19 Mart 2024 20:46 Çevre
resimler-haber/su_kalitesi_XZvqrQ5.webp
google news

Su, doğanın kritik bir parçası ve insanlar için vazgeçilmez bir kaynaktır. Suyu içmenin yanı sıra yemek pişirmekten temizliğe, duştan, sifonu çekmeye ve yüzmeye kadar her şey için kullanırız. Benzer şekilde enerji, ulaştırma, tarım ve imalat dahil olmak üzere ekonomik sektörlerimizin tamamı suya bağımlıdır. 

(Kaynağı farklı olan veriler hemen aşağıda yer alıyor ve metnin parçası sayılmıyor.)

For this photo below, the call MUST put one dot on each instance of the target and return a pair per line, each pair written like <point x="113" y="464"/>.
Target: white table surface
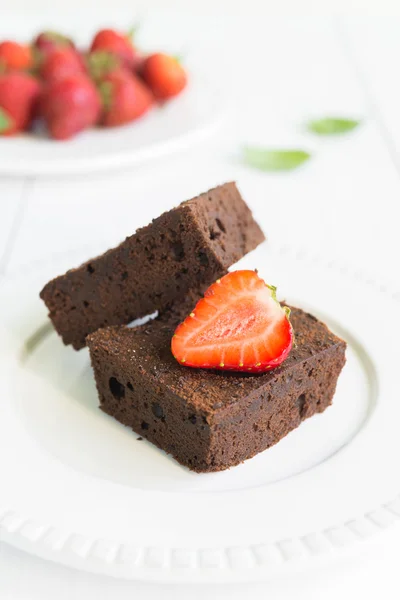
<point x="281" y="71"/>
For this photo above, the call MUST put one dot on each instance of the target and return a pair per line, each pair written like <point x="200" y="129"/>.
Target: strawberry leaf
<point x="5" y="121"/>
<point x="274" y="160"/>
<point x="332" y="126"/>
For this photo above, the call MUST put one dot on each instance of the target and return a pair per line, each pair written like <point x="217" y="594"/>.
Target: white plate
<point x="79" y="489"/>
<point x="184" y="121"/>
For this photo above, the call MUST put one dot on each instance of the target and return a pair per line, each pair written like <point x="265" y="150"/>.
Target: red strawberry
<point x="15" y="57"/>
<point x="125" y="98"/>
<point x="116" y="43"/>
<point x="101" y="63"/>
<point x="70" y="105"/>
<point x="238" y="326"/>
<point x="60" y="63"/>
<point x="47" y="41"/>
<point x="18" y="95"/>
<point x="164" y="75"/>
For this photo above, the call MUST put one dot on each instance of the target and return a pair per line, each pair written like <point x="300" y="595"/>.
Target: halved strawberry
<point x="238" y="326"/>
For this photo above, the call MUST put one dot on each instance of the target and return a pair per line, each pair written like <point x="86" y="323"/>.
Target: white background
<point x="280" y="71"/>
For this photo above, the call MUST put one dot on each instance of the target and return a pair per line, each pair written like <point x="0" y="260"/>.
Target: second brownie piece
<point x="181" y="250"/>
<point x="212" y="420"/>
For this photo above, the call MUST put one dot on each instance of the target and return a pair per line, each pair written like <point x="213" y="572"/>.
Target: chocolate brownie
<point x="190" y="245"/>
<point x="212" y="420"/>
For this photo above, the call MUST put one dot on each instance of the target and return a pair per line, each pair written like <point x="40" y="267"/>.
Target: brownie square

Suya yönelik rekabet eden talepler kirliliğe katkıda bulunur ve aşırı kullanıma yol açabilir, bu da insan sağlığını olumsuz yönde etkileyebilir. Doğrudan sağlık sorunları genellikle sudaki bakteri, virüs, metal veya pestisitler gibi belirli kirletici maddelerle bağlantılıdır. Avrupa'daki çoğu insan yüksek kaliteli içme suyuna ve iyi yüzme suyuna erişime sahipken, kimyasal kirlilik ve su kıtlığıyla ilgili yeni kanıtlar endişeleri artırıyor. 

İklim değişikliği Avrupa'nın su miktarı ve kalitesiyle ilgili zorluklarını artırıyor. Mesela kuraklık ve su baskınlarını daha sık ve yoğun olarak görüyoruz.  Sel, son kırk yılda 223 milyar avronun üzerinde hasara ulaşan, iklimle bağlantılı aşırı olayların en maliyetli türü oldu. Özellikle Güney Avrupa'da su kıtlığı daha da kötüleşecek ve tüm sektörleri etkileyecek.

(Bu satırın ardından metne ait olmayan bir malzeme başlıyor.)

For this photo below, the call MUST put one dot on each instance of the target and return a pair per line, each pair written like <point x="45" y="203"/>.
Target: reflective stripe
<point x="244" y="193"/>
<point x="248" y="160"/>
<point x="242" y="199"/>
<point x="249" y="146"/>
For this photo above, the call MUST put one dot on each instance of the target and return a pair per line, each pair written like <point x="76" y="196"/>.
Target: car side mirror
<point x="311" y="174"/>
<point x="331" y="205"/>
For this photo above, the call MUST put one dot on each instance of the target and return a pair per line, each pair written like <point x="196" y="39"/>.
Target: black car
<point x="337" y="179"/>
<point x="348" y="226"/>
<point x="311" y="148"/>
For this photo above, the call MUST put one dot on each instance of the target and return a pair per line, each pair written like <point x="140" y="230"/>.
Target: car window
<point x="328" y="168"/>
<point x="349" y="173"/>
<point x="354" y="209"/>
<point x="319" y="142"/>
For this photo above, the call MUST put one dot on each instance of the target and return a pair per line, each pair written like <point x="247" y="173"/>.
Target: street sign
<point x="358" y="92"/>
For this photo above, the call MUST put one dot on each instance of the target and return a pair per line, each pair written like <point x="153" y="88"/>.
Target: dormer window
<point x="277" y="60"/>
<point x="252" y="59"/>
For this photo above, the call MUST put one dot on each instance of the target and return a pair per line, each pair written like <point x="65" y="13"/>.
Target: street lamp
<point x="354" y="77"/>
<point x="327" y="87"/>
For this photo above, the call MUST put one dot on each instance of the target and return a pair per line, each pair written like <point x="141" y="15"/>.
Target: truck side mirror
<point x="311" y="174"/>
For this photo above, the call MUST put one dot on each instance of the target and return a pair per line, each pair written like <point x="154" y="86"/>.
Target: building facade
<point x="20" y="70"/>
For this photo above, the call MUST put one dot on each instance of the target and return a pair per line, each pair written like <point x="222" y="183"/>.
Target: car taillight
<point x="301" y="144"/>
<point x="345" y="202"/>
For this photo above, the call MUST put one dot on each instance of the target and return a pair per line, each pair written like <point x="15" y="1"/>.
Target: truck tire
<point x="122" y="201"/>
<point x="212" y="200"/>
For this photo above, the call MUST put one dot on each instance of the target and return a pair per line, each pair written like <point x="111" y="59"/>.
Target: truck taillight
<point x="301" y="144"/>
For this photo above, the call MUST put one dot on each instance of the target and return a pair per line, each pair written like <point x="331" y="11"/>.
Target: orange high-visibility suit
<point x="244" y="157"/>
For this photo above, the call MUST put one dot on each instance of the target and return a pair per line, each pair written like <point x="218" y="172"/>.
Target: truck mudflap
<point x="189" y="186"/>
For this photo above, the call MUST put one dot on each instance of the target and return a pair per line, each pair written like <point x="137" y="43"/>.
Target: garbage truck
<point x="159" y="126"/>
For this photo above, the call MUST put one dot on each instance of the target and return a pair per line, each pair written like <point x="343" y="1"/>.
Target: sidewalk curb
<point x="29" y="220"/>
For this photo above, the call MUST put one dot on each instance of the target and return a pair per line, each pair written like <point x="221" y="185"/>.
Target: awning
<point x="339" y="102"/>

Yeraltı suyu AB'deki içme suyunun yaklaşık %65'ini sağlamaktadır. Ancak, bu hayati kaynağa ilişkin en son AÇA değerlendirmesine göre, AB’deki yeraltı sularının yaklaşık dörtte birinde kimyasal kirlilik tespit edilirken, yeraltı sularının neredeyse %10'u sürdürülemez seviyedeki su çekiminden etkileniyor.

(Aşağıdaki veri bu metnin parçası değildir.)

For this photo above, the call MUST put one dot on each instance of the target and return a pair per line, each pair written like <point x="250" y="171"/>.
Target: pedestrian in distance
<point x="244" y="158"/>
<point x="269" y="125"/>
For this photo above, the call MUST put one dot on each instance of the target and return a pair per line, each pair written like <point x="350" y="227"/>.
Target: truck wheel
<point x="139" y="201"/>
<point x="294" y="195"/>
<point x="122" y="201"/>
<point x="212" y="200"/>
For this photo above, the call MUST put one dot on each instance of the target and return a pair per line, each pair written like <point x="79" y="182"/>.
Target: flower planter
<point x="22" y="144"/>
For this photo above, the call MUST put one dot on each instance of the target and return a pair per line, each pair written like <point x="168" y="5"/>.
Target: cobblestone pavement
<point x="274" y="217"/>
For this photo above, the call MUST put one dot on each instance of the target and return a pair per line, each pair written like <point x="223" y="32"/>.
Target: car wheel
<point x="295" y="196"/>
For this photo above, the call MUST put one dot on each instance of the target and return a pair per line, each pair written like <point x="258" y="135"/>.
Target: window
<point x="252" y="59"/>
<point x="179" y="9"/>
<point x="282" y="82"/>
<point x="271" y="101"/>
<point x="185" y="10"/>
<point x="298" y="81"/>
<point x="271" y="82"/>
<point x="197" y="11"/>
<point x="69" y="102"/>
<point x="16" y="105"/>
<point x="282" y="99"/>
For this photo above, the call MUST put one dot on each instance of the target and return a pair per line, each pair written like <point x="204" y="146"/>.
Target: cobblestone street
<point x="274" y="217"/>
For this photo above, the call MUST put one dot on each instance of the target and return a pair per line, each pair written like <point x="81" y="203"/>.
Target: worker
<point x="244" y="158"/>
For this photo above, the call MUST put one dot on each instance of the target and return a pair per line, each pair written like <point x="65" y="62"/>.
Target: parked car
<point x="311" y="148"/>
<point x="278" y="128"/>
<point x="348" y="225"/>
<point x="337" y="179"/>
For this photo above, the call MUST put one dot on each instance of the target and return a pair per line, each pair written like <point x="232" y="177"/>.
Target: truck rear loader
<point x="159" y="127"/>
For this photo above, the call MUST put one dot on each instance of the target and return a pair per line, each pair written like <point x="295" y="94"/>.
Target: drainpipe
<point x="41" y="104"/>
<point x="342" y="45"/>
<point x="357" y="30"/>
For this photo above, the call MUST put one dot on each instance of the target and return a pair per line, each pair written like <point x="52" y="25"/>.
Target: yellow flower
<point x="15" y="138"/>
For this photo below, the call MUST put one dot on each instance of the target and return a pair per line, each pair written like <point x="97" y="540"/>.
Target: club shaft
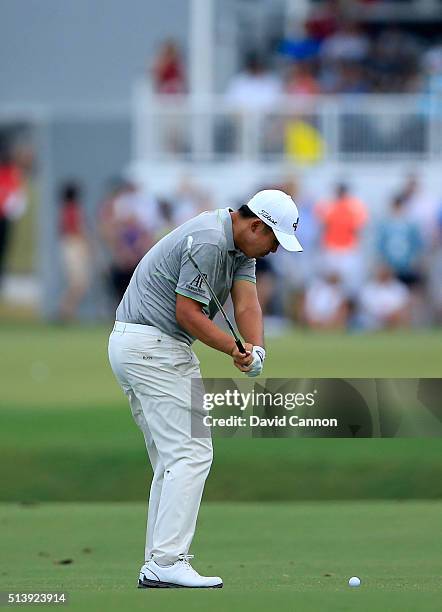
<point x="238" y="342"/>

 Ayrıca, yeraltı suyu izleme alanlarının %4 ila %11’inde bir veya daha fazla pestisitin aşırı seviyeleri tespit edildi.

Diğer sağlık sorunları arasında plastik kirliliği, tekstillerden kaynaklanan mikroplastikler ve Avrupa çapında toprakta ve suda bulunan poliflorlu alkil maddeler (PFAS) gibi kimyasal kirleticiler yer alıyor.